Supplementary Material

S1

Key Points.

  • Identifying precursor family risk factors is critical for preventing serious mental health and substance use problems in adolescents.

  • The current state of the field relies on single-assessment risk assessments, which may offer incomplete predictive information.

  • Our findings, using daily diary methods, reveal that lability (day-to-day variability) in parenting practices and parent-adolescent connectedness were robust predictors (accounting for traditional screening measures) of adolescent mental health problems, antisocial behavior, and substance use.
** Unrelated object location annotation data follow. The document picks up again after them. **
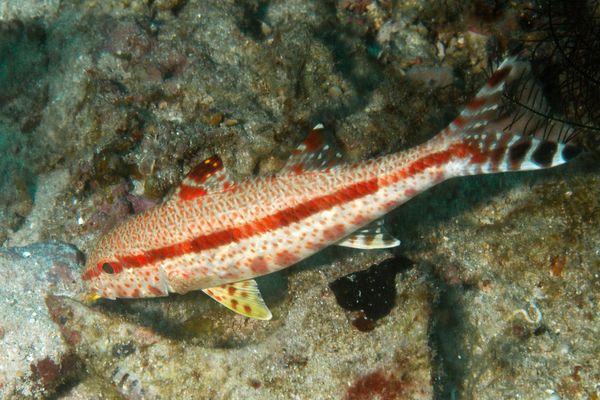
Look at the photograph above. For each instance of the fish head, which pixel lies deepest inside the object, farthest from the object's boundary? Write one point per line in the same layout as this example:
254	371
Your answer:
109	274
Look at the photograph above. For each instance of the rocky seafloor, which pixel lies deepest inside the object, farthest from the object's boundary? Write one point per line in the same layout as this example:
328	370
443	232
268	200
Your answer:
105	105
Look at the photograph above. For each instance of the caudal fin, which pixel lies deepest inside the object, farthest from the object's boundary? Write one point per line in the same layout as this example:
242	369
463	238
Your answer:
486	131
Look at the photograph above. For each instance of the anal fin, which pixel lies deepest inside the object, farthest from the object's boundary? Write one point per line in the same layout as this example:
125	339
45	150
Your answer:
241	297
372	236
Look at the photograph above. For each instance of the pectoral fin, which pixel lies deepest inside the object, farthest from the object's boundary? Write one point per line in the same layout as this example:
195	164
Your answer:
373	236
242	297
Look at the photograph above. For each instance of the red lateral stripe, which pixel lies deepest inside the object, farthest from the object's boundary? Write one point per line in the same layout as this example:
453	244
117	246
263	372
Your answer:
287	216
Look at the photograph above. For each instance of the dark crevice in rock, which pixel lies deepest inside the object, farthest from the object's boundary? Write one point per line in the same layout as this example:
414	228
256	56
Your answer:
445	340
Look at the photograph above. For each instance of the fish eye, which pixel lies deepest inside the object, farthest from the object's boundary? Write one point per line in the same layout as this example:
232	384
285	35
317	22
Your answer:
107	267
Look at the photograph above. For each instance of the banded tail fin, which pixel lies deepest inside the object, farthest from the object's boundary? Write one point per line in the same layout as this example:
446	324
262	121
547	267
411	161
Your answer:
502	152
487	132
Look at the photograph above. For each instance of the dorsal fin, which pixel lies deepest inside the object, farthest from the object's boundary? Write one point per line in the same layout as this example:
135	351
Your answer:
205	178
372	236
314	153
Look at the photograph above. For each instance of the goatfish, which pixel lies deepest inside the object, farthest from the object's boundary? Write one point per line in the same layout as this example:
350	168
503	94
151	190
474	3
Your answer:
215	234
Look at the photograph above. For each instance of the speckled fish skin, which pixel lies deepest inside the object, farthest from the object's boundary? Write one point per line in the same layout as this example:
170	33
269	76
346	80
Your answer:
208	235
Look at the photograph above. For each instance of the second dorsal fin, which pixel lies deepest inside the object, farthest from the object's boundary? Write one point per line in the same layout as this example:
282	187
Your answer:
313	153
205	178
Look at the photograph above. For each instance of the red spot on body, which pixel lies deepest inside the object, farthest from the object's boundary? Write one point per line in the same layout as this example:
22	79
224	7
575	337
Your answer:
499	76
298	169
285	258
410	192
259	265
154	290
334	233
189	192
281	218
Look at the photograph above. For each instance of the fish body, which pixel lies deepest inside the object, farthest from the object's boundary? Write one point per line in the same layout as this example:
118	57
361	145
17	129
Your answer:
216	235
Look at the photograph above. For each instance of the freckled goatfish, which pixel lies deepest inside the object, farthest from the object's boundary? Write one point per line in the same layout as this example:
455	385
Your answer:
216	235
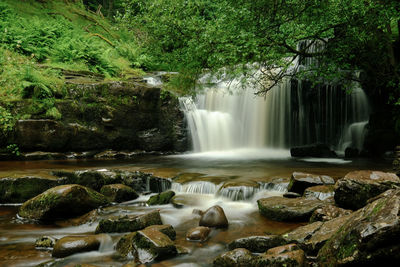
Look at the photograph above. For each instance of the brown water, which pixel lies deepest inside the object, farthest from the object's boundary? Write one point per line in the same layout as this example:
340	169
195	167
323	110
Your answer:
17	236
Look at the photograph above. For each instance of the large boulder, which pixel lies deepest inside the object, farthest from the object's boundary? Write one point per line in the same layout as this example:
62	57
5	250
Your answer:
69	245
238	257
288	255
353	191
313	236
118	192
199	233
328	213
214	217
162	198
300	181
64	201
129	223
258	244
146	245
288	209
370	237
19	190
316	150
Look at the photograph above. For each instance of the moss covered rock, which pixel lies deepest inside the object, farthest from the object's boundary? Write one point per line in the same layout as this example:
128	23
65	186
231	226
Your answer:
65	201
288	209
161	199
353	191
18	190
123	224
69	245
118	192
258	244
370	237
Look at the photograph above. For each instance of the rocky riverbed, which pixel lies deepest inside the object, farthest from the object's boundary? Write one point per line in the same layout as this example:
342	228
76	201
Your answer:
110	213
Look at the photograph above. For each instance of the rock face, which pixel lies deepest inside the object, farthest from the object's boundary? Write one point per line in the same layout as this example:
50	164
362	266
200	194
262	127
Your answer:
214	217
65	201
161	199
127	223
369	237
118	115
118	192
147	245
238	257
258	244
321	192
313	236
288	209
76	244
328	213
287	255
18	190
316	150
199	233
300	181
353	191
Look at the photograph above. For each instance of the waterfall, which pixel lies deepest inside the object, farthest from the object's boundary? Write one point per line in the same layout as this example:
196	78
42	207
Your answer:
293	113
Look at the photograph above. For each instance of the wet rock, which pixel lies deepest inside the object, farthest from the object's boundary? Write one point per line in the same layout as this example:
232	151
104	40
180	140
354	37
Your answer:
61	202
45	242
300	181
287	255
129	223
118	192
19	190
291	195
77	244
313	236
321	192
369	237
199	233
353	191
328	213
239	257
214	217
258	244
146	245
316	150
161	199
240	190
288	209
  • Future work should integrate dynamic methods into family risk assessments.

Acknowledgments

This study was supported by the Karl R. and Diane Wendle Fink Early Career Professorship for the Study of Families. Authors were supported by several funding sources: the Penn State Social Science Research Institute (Fosco), the National Institute on Drug Abuse (Mak: T32 DA017629 and P50 DA039838; LoBraico: T32 DA017629; Lippold: R03 DA038685), and Institute of Education Sciences (R305B090007) and the John Templeton Foundation (GF13361–152622) (Ramos). The content is solely the responsibility of the authors and does not necessarily represent the official views of the NIDA, NIH, IES, or the John Templeton Foundation.

Footnotes

This paper is currently In Press at the Journal of Child Psychology and Psychiatry.

Conflict of interest: The authors have no conflicts of interest to declare.